Thinking with Images via Self-Calling Agent
This work addresses efficiency and data scarcity issues in visual reasoning for AI researchers, representing an incremental improvement over existing methods.
The paper tackles the challenge of optimizing interleaved multimodal Chain-of-Thought (iMCoT) for visual reasoning by proposing Self-Calling Chain-of-Thought (sCoT), which reformulates it as a language-only CoT with self-calling, resulting in a 1.9% performance improvement and 75% reduction in GPU hours on HR-Bench 4K.
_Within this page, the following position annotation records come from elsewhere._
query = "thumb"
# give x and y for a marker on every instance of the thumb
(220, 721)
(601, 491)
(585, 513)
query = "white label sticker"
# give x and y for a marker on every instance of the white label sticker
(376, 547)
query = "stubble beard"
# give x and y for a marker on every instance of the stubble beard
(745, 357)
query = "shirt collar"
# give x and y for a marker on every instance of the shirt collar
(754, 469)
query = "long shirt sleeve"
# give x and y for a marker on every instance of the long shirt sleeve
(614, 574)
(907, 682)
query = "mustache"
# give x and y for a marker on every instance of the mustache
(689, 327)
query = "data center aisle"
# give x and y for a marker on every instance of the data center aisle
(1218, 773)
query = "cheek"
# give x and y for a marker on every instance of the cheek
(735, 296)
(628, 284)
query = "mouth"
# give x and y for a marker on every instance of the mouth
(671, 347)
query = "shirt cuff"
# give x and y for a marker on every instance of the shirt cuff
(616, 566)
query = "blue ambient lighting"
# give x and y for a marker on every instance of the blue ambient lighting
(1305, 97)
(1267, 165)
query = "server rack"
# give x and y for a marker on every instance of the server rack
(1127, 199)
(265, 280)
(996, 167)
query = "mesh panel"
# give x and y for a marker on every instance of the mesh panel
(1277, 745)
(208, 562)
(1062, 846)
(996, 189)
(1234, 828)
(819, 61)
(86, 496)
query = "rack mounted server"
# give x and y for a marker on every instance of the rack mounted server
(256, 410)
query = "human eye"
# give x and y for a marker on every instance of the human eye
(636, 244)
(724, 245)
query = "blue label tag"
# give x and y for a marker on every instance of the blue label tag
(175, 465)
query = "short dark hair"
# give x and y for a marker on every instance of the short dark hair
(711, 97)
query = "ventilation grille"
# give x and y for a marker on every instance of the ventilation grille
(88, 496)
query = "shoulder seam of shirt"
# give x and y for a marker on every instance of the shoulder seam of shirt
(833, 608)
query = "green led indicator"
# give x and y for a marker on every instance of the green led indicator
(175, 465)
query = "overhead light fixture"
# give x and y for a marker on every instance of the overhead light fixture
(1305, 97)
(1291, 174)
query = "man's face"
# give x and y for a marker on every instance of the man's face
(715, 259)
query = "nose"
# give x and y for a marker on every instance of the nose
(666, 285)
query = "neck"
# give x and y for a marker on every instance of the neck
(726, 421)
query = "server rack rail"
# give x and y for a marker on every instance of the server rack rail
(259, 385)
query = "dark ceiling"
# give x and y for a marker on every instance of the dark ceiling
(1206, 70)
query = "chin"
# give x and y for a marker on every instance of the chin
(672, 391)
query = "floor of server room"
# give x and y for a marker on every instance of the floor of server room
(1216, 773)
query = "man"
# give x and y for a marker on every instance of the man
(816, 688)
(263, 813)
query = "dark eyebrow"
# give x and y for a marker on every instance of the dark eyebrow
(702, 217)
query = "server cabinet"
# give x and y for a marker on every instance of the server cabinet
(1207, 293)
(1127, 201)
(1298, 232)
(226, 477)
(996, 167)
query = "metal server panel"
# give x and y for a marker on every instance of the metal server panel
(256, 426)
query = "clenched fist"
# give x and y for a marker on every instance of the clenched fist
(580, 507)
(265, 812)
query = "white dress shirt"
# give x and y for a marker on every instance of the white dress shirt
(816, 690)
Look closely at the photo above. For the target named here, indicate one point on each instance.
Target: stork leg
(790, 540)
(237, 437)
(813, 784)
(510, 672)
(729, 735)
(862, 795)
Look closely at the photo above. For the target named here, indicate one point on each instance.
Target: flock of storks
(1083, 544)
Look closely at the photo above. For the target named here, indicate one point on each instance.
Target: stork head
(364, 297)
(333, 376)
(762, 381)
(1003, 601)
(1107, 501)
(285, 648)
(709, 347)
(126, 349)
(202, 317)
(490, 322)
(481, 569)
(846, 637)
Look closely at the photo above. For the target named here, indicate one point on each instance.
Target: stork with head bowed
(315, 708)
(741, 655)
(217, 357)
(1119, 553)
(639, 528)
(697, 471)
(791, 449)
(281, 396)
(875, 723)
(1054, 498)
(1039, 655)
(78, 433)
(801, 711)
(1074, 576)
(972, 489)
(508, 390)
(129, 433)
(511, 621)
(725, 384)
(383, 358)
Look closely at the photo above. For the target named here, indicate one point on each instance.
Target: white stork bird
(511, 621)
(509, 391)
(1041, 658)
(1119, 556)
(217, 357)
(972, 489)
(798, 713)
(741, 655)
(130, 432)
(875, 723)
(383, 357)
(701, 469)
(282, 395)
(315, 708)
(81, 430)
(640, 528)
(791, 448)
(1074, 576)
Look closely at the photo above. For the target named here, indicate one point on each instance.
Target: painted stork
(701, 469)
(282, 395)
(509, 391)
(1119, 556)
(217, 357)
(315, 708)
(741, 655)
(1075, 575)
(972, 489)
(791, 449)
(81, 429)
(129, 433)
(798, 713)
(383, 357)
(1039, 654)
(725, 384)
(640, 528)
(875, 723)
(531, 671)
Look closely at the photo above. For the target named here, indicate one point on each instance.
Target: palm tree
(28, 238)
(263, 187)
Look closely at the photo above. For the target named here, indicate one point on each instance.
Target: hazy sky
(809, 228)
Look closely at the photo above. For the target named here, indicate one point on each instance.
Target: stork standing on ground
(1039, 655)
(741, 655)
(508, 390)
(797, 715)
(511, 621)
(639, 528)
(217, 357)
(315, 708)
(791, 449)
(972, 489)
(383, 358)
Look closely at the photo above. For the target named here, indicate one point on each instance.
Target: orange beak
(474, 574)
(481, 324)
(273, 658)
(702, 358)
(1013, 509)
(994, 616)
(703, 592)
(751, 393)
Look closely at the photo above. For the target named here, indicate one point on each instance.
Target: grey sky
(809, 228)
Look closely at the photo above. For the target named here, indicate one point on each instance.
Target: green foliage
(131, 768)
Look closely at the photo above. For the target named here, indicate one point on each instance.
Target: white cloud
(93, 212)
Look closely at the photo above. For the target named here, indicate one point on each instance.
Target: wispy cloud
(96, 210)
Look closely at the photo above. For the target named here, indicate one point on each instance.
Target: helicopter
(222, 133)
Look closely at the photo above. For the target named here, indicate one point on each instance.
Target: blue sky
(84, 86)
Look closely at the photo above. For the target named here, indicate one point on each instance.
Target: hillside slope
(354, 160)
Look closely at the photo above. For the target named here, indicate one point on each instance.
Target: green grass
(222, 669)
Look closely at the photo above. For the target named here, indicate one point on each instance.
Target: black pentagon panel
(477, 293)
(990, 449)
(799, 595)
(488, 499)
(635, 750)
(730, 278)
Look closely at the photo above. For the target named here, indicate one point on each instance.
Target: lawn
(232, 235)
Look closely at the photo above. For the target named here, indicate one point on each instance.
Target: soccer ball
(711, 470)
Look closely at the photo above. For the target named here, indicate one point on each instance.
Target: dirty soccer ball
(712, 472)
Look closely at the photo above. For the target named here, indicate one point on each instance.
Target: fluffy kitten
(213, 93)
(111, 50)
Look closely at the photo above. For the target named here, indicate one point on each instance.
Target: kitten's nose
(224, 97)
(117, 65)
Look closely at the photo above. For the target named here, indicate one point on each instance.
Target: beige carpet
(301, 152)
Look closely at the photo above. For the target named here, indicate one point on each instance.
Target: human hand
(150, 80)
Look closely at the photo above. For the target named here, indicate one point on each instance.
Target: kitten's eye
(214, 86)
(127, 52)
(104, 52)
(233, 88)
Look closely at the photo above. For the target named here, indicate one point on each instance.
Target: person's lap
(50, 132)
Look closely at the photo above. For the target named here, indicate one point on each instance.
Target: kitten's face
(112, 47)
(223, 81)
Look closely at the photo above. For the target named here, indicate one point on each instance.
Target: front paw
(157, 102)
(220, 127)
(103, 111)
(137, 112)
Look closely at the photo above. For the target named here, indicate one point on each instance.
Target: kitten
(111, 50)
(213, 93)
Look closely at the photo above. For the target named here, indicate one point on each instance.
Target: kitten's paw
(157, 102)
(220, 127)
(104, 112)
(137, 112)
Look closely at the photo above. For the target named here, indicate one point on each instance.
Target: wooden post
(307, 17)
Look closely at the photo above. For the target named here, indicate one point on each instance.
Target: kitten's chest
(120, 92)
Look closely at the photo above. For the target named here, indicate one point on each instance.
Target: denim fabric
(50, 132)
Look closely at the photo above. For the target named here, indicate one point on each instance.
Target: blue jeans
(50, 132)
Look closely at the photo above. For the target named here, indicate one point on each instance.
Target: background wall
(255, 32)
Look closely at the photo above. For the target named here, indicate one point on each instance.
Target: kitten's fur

Thinking-with-images paradigms have showcased remarkable visual reasoning capability by integrating visual information as dynamic elements into the Chain-of-Thought (CoT). However, optimizing interleaved multimodal CoT (iMCoT) through reinforcement learning remains challenging, as it relies on scarce high-quality reasoning data. In this study, we propose Self-Calling Chain-of-Thought (sCoT), a novel visual reasoning paradigm that reformulates iMCoT as a language-only CoT with self-calling. Specifically, a main agent decomposes the complex visual reasoning task to atomic subtasks and invokes its virtual replicas, i.e. parameter-sharing subagents, to solve them in isolated context. sCoT enjoys substantial training effectiveness and efficiency, as it requires no explicit interleaving between modalities. sCoT employs group-relative policy optimization to reinforce effective reasoning behavior to enhance optimization. Experiments on HR-Bench 4K show that sCoT improves the overall reasoning performance by up to $1.9\%$ with $\sim 75\%$ fewer GPU hours compared to strong baseline approaches. Code is available at https://github.com/YWenxi/think-with-images-through-self-calling.